Currently, I’m using

url = ‘http://export.arxiv.org/api/querysearch_query=all:’+keywordsToString+‘&start=0&max_results=2’
data = urllib.request.urlopen(url)

to download PDFs from ArXiv, which I intend to save to a Media Set. I’ve got this working on my local computer, but it seems to timeout on Foundry. Is there a different way I should be doing this

Are you currently using external transforms in a python transform Code Repository?

Some docs here for external transforms alongside code examples:
External transforms

I was kind of getting the same issue, but with another media set download.
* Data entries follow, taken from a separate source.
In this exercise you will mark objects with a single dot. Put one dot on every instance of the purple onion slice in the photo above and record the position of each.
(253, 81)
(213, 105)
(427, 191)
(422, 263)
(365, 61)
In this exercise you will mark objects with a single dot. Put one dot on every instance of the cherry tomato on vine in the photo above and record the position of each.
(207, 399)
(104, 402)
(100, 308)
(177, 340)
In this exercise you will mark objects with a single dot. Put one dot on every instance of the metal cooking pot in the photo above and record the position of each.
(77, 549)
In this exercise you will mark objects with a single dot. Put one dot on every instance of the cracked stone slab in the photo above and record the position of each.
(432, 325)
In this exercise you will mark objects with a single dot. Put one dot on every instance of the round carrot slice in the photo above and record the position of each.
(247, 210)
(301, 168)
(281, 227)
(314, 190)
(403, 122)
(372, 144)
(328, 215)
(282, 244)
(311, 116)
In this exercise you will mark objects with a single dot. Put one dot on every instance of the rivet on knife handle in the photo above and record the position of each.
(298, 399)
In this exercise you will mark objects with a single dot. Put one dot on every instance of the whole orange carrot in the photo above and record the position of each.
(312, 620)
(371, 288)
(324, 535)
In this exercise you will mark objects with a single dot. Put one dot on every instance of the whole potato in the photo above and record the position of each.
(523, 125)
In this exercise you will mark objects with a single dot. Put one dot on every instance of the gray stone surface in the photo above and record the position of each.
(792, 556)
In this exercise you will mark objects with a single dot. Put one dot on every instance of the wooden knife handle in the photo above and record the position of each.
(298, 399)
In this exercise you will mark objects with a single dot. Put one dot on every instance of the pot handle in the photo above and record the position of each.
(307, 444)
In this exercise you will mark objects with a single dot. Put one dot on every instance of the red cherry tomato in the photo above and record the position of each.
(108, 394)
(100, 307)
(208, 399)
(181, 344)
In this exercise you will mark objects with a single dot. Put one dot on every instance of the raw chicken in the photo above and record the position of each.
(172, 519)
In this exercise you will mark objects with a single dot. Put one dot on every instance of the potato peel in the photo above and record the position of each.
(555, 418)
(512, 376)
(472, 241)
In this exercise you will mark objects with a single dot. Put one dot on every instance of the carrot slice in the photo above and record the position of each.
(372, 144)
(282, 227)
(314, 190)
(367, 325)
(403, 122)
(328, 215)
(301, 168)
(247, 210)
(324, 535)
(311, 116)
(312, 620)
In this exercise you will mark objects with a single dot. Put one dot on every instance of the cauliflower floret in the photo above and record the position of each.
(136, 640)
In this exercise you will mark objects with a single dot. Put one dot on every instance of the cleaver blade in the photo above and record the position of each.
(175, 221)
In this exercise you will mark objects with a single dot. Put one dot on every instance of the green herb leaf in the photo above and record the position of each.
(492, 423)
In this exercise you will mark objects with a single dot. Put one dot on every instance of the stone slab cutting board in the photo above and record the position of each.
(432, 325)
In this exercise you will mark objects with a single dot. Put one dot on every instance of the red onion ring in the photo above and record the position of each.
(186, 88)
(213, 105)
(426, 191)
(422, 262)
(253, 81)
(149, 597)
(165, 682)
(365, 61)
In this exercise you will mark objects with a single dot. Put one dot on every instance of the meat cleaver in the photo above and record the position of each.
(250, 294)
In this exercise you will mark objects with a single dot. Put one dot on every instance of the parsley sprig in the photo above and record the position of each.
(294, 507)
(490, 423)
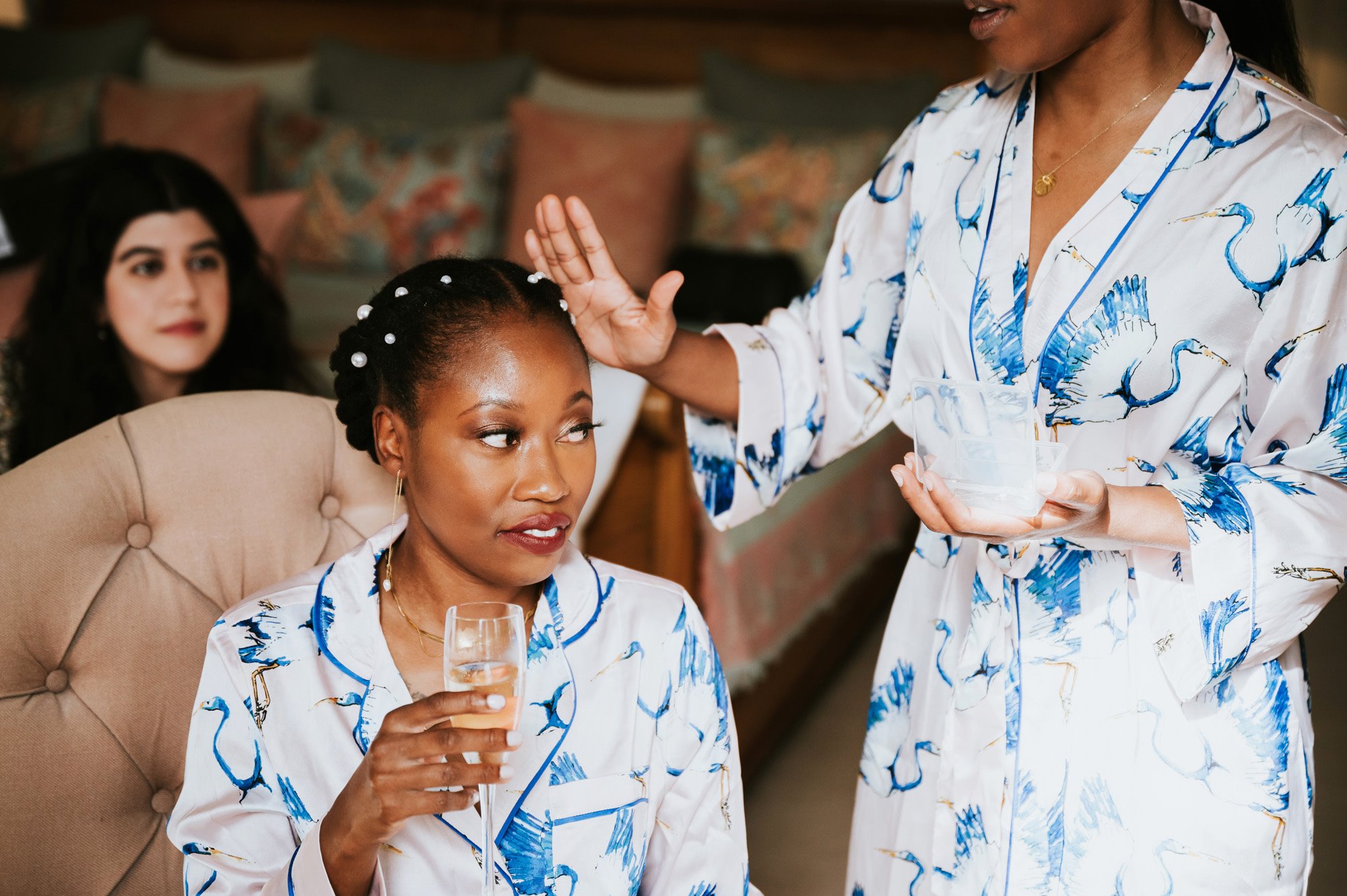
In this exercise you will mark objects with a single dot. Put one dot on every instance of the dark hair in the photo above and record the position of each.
(67, 370)
(1266, 31)
(447, 302)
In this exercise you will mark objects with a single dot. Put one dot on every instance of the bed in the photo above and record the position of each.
(790, 594)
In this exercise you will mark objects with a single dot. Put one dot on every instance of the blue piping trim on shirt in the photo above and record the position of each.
(987, 241)
(603, 596)
(1136, 213)
(290, 868)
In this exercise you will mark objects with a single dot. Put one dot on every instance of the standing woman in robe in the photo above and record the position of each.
(1140, 219)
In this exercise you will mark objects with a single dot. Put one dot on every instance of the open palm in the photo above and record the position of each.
(618, 326)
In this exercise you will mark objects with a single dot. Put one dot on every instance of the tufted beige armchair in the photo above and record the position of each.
(118, 551)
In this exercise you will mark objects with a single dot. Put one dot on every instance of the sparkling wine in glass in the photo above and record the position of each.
(484, 652)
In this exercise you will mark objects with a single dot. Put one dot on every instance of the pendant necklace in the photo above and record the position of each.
(1047, 180)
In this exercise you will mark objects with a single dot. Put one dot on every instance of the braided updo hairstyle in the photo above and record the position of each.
(418, 322)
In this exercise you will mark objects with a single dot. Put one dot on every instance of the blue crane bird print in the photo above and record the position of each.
(1306, 230)
(247, 778)
(1041, 718)
(1089, 368)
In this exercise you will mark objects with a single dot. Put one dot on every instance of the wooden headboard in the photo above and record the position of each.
(655, 42)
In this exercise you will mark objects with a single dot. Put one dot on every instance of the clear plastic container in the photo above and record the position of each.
(980, 439)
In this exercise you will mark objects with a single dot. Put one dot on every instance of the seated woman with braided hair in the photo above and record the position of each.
(344, 774)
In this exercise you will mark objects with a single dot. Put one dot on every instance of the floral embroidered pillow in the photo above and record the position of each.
(46, 123)
(771, 190)
(383, 198)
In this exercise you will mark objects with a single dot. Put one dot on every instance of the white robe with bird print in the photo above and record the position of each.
(1058, 718)
(627, 781)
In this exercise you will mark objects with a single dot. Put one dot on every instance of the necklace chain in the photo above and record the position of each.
(422, 634)
(1045, 183)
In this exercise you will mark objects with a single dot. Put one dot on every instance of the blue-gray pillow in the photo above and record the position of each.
(372, 86)
(743, 93)
(41, 55)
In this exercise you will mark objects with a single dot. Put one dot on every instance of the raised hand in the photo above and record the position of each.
(618, 327)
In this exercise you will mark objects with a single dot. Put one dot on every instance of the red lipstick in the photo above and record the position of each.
(539, 535)
(185, 329)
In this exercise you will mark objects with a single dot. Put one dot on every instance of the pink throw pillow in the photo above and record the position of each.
(631, 174)
(275, 221)
(212, 127)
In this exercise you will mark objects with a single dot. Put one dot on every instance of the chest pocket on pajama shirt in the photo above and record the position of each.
(599, 836)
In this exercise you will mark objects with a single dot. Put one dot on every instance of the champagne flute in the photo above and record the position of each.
(484, 652)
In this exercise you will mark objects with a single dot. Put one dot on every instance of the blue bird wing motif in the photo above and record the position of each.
(527, 848)
(1054, 586)
(712, 448)
(566, 767)
(1212, 501)
(1098, 844)
(1326, 451)
(1000, 339)
(887, 728)
(1225, 649)
(246, 778)
(294, 805)
(552, 710)
(1041, 829)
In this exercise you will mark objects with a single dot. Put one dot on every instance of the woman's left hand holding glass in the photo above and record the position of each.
(1080, 506)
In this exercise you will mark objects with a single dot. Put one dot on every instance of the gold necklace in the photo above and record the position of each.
(422, 634)
(1047, 180)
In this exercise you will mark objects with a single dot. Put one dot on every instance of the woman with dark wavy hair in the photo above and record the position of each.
(156, 288)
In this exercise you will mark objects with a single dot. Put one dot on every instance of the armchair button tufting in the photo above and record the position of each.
(138, 536)
(164, 802)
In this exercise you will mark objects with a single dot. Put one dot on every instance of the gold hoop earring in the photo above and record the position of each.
(389, 564)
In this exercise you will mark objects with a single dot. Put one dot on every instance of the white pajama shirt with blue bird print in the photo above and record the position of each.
(627, 781)
(1058, 718)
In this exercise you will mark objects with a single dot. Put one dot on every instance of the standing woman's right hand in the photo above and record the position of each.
(618, 327)
(416, 754)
I think it is due to Foundry’s network restrictions on the way external APIs handle long-running requests. Here are some things I tried:

1/ Handle Large Files Asynchronously

If the request involves downloading large files (e.g., PDFs), Foundry’s pipelines or workflows can handle this more efficiently by just making these downloads batch processes.

You could extract metadata from the ArXiv API first and store the URLs in a dataset, then use a separate process to download PDFs if necessary.

2/ Improving Timeout Settings

If you’re tied to using Python scripts within Foundry, libraries like requests are more robust than urllib for handling timeouts and retries.

Example:

import requests

url = 'http://export.arxiv.org/api/query'
params = {'search_query': f'all:{keywords}', 'start': 0, 'max_results': 2}
response = requests.get(url, params=params, timeout=10)
response.raise_for_status()

So this way the timeout window is longer.

Sorry I can’t be of more help, this is as far as my knowledge reaches in this topic. Hope this does provide a clearer picture. Let me know if this helps or if you solved it - would love to know what the solution ended up being.

1 Like

Thank you, a combination of this and the documentation has got it working!

1 Like

This topic was automatically closed 14 days after the last reply. New replies are no longer allowed.